Food Bill move an attempt to divert attention: BJP

Amid uproar over several scams, the government on Monday sprang a surprise in the Lok Sabha by taking up the National Food Security Bill for consideration, despite protests in the House.

Congress president Sonia Gandhi was seen actively leading her party contingent by signalling to the participant MPs to keep their interventions short and crisp. She was also seen instructing Parliamentary Affairs Minister Kamal Nath, who was having a word with protesting MPs and Opposition leaders.

Soon, Leader of Opposition in the Lok Sabha Sushma Swaraj got up and said the proceedings in the House were unfair. She also gestured to more party MPs to rush to the Well.

SP chief Mulayam Singh Yadav was seen telling Nath that the government should not go ahead with the bill’s passage amid pandemonium.

It was only after a group of BJP MPs started banging the Chair’s side-table and one of the protesting MPs, Bijoya Chakravarty, threatened to snatch away the Chair’s microphone, that Girija Vyas was forced to adjourn the House for the day. “Mrs Gandhi wanted the bill to be passed today itself. Now she wants the bill to be passed tomorrow. She has been taking active interest in the bill and even called me for a special meeting on the subject last Saturday,” Union Minister of State (Independent Charge) for Consumer Affairs, Food and Public Distribution K V Thomas later told Express.

Asked why the bill could not be passed on Monday itself, Thomas said: “It was due to the opposition from the BJP and others”.

However, if the Congress was serious in getting the bill passed on Monday, it did not show that enthusiasm in terms of numbers in the Treasury benches.

If half of the Congress seats were empty, Sushilkumar Shinde and Rahul Gandhi were also not present during the discussion.
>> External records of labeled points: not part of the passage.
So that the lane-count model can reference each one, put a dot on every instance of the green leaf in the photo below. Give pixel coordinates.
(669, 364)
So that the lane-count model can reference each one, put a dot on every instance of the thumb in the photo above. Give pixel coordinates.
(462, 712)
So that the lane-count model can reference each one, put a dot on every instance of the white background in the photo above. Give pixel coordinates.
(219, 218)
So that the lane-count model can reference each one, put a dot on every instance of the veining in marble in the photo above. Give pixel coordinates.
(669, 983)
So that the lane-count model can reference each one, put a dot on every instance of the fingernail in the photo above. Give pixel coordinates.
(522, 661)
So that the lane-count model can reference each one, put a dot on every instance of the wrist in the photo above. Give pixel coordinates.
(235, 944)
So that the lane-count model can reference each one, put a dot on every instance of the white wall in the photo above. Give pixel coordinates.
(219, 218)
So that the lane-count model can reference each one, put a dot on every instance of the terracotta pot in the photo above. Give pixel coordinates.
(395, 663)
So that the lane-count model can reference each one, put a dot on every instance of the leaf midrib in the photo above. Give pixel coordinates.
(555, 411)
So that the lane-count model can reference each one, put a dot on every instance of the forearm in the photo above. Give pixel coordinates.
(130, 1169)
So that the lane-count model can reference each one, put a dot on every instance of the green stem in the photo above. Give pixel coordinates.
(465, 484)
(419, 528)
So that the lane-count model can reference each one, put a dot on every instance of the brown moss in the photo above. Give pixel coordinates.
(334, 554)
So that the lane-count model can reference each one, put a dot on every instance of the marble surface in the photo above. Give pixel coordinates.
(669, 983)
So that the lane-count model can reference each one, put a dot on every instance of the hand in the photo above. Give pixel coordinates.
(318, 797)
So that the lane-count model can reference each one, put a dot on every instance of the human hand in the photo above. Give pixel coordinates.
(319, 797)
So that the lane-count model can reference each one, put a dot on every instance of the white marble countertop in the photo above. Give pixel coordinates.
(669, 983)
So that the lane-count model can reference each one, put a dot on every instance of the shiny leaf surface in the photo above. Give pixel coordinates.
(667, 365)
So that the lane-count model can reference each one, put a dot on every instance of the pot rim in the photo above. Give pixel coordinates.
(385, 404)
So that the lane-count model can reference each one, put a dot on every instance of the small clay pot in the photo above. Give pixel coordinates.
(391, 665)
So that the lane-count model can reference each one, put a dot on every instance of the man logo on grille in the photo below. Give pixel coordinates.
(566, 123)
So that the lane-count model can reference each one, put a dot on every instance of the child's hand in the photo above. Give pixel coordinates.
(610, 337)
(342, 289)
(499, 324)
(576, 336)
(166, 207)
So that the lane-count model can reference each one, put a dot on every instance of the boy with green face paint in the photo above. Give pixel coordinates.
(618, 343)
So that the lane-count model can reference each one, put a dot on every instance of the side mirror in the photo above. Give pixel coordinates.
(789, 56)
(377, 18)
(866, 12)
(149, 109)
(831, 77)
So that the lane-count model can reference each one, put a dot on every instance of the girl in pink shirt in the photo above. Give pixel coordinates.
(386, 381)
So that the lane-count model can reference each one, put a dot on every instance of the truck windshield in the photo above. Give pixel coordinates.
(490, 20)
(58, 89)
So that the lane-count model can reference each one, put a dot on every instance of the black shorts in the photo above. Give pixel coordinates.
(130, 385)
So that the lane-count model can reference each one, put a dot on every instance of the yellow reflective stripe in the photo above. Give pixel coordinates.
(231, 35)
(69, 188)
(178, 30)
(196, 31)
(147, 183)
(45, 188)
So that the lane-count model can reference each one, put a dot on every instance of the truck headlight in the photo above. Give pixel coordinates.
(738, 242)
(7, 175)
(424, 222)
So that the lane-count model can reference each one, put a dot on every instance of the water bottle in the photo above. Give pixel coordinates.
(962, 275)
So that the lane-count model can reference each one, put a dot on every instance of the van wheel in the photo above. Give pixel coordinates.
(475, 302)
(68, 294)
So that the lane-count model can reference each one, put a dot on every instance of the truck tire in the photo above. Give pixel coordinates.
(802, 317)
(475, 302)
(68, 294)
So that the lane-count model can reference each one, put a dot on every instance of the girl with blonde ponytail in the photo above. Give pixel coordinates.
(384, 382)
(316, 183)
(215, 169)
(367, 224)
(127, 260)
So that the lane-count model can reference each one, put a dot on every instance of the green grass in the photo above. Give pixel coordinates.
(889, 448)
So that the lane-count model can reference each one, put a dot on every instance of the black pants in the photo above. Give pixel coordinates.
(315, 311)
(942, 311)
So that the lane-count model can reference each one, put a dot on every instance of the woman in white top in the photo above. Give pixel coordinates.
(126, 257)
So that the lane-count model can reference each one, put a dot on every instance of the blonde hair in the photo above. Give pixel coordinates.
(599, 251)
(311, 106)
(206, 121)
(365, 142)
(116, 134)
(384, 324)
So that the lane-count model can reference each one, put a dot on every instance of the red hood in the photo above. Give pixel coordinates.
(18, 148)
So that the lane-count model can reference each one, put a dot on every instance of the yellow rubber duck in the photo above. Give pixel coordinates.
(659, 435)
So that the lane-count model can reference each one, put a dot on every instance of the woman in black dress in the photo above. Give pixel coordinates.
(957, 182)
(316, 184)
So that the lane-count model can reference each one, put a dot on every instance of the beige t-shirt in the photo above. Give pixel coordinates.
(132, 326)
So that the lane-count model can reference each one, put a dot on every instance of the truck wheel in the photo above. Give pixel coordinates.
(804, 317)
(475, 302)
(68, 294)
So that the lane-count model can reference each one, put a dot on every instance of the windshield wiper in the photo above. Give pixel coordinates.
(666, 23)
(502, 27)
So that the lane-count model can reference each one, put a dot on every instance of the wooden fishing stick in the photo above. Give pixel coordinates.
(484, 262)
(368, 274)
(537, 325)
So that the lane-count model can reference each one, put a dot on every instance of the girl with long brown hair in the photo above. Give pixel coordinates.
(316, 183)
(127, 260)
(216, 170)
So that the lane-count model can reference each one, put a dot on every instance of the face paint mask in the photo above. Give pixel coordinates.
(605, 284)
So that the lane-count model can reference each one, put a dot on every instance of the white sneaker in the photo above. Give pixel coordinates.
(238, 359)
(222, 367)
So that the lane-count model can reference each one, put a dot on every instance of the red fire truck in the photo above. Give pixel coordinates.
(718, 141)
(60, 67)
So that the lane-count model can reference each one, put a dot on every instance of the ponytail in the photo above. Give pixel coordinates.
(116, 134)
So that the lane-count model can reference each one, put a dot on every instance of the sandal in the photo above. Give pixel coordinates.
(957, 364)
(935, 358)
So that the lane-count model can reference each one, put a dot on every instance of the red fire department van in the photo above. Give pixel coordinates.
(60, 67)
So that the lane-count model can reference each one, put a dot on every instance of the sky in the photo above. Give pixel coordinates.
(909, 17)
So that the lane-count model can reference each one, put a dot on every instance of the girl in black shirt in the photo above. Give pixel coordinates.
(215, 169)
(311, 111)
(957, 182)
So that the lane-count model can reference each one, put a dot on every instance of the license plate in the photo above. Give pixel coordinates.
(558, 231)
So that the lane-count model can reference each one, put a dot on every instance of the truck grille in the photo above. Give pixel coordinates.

The BJP later hit out at the Congress saying it had brought the bill for discussion only “because it wanted to divert attention from the corruption cases involving its functionaries”.

“The Congress president gets things done in the House according to her own wishlist. We, however, strongly denounce the Congress bid to murder democracy in the House. It failed to see that even parties extending outside support to it were in the Well,” Sushma said.